Fare cultura. (6)
I Viaggi all'estero all'inizio della modernità
Nel Cinquecento viaggiare per le classi sociali superiori dell'epoca era attività apprezzata e frequentemente praticata. L'Italia era la meta preferita.
Fra le ragioni che spingevano a viaggiare Montaigne, filosofo (1533-1592) indicava : "il commercio degli uomini è meravigliosamente adatto allo scopo, e il visitare i paesi stranieri, (...) per riferire principalmente le inclinazioni di quei popoli e il loro modo di vivere, per massaggiare e limare il nostro cervello contro quello degli altri". Sostanzialmente intendeva dire che non esisteva, a suo modo di vedere, "scuola migliore (...) per forgiare la vita che di metterle continuamente avanti la diversità di tante vite, idee e usanze".
Philip Sidney, poetà (1554 – 1586), nella sua principale opera, Arcadia, riferisce di essersi recato all'estero "per maturare le capacità di giudizio potendo confrontare molte cose". In un'altra opera scriveva: " E' difficile, senza dubbio, conoscere l'Inghilterra, se non puoi conoscerla confrontandola con altri paesi". Egli, nella veste di diplomatico, ebbe opportunità di girare e riferire molto su Parigi, Germania, Padova e Venezia, sulla fiera del libro di Francoforte, poi Firenze, Praga e Cracovia.

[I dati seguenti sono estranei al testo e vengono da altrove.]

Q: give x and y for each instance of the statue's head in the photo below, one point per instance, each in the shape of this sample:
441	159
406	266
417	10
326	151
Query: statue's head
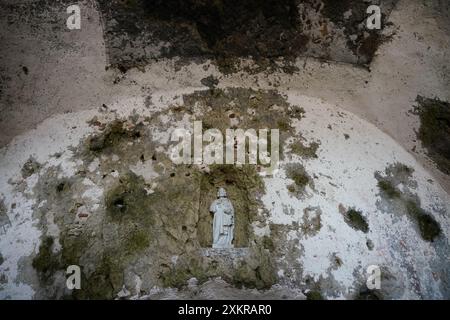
221	193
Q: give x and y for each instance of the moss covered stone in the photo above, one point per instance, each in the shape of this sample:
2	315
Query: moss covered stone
434	131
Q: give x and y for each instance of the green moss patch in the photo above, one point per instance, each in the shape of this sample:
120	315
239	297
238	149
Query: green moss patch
429	229
301	178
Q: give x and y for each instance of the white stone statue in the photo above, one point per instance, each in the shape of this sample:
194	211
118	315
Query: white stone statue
223	224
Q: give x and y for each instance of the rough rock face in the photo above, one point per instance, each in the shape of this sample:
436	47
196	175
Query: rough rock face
93	184
140	31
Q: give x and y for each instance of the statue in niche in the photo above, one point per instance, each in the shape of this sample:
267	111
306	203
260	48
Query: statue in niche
223	223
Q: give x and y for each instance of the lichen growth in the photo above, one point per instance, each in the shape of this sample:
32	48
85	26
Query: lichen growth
30	167
388	189
434	130
356	220
409	203
301	178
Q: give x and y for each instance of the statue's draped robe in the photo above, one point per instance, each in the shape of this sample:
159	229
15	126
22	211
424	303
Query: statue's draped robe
223	224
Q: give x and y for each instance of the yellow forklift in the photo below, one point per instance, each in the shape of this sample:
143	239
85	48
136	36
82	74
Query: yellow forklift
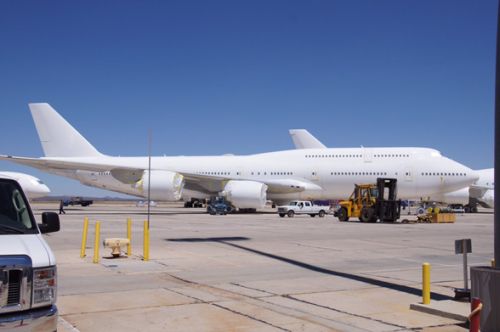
371	202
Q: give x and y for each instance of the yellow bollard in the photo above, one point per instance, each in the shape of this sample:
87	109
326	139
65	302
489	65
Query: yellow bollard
129	237
146	241
426	283
84	237
96	242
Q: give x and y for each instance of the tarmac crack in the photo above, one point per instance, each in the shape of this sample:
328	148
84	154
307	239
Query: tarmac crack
251	317
344	312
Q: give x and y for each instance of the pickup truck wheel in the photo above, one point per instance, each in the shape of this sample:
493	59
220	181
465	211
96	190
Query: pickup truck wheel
342	214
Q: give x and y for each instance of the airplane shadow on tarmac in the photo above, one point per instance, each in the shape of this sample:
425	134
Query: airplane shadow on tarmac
371	281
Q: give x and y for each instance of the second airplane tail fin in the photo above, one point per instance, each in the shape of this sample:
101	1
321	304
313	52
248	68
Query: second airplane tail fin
57	136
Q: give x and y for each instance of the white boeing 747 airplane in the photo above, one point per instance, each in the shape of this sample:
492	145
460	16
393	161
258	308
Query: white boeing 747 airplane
32	186
246	181
482	190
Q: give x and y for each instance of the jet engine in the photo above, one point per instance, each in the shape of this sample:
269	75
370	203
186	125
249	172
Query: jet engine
246	194
165	185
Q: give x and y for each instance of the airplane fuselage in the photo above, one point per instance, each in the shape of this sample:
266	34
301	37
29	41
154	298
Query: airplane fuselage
331	173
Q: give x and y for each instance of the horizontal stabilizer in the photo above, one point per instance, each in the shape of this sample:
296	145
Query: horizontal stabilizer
302	139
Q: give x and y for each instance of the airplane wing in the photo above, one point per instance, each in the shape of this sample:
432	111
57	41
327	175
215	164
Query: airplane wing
46	163
477	191
127	175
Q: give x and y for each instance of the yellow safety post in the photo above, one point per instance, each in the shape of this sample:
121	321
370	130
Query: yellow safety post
146	241
96	242
84	236
129	237
426	283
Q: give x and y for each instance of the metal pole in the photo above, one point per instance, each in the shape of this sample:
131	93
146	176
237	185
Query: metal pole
84	237
149	177
496	227
426	283
129	237
466	276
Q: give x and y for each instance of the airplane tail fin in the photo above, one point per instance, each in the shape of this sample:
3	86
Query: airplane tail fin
57	136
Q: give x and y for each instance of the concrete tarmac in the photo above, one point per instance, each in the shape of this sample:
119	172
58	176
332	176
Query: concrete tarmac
258	272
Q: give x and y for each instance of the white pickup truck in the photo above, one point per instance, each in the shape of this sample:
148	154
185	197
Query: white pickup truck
28	280
302	207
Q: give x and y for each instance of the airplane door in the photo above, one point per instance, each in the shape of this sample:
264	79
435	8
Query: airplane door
409	179
367	155
408	174
314	176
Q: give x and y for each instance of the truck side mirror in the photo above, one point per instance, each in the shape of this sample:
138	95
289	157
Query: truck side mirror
50	223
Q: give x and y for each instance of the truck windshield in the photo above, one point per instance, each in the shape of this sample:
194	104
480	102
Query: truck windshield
15	217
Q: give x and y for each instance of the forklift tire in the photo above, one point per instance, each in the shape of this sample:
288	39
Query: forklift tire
342	214
366	215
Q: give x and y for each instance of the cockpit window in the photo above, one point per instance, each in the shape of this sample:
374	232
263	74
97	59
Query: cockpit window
15	216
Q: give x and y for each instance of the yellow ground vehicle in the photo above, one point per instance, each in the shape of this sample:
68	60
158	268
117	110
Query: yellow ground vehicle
370	202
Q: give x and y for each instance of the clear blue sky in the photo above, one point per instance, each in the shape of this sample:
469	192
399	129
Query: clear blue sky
215	77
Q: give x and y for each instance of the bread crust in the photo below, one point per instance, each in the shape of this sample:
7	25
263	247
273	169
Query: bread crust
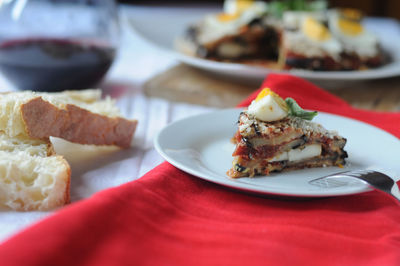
42	120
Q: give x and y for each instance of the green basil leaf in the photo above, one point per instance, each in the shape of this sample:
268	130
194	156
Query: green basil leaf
296	110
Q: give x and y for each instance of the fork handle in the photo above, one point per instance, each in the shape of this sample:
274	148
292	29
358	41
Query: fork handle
395	191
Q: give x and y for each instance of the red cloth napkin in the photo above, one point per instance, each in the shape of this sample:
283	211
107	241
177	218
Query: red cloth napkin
169	217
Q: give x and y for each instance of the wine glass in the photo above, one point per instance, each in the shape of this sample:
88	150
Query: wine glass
55	45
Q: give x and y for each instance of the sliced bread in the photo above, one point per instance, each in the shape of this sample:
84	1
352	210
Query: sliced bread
79	116
32	176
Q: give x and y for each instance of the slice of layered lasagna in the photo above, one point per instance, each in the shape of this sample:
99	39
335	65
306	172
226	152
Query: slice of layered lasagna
273	136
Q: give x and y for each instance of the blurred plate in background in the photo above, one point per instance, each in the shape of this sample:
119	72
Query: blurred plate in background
168	23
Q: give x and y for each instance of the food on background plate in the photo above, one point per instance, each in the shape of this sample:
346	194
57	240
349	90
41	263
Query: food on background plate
276	36
361	49
276	135
32	176
241	34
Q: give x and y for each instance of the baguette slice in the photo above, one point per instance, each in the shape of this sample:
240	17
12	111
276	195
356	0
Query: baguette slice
32	177
79	117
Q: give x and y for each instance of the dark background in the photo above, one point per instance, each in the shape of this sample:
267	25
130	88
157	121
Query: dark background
380	8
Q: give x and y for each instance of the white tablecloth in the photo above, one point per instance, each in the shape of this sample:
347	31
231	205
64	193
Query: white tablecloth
95	169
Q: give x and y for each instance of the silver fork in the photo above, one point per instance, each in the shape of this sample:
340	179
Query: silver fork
373	178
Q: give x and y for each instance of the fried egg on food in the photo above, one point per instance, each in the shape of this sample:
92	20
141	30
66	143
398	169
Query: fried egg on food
346	26
313	39
237	13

Un olandese, Pieter Hooft, ci ha lasciato il resoconto di un viaggio attraverso l'Europa che lo portò da Parigi, Venezia, Firenze, Roma e Napoli ad attraversare gran parte della Germania prima di tornare in patria.
Oltre che il turismo, per chi allora poteva, le ragioni dei viaggi erano vari: i nobili francesi cercavano esperienze militari, altri si trovavano nelle condizioni di esuli per motivi politici o religiose. I liberi pensatori italiani cercavano rifuggi sicuri e per questa ragione Giordano Bruno fu a Ginevra, Parigi, Londra, Wittenberg e persino a Praga.
L'Italia cinquecentesca era allora quasi per intera dominio spagnolo, motivo percui molti persoinaggi iberici ebbero incarichi in varie città della penisola e lasciarono molte testimonianze. Il geografo Abramo Ortelio, olandese (1527-1598), teneva un album dove accoglieva le firme dei suoi numerosi visitatori provenienti da Inghilterra, Francia, Spagna, Portogallo, Germania e varie città italiane.
Fu quel tempo, il Cinquecento, che avviò la stampa di numerosi resoconti di viaggi che descrivevano vita e costumi dei differenti popoli.
Quello fu sostanzialmente il tempo dell'internazionalizzazione della cultura e grande merito si deve, soprattutti, a mercanti, diplomatici e artisti di fama.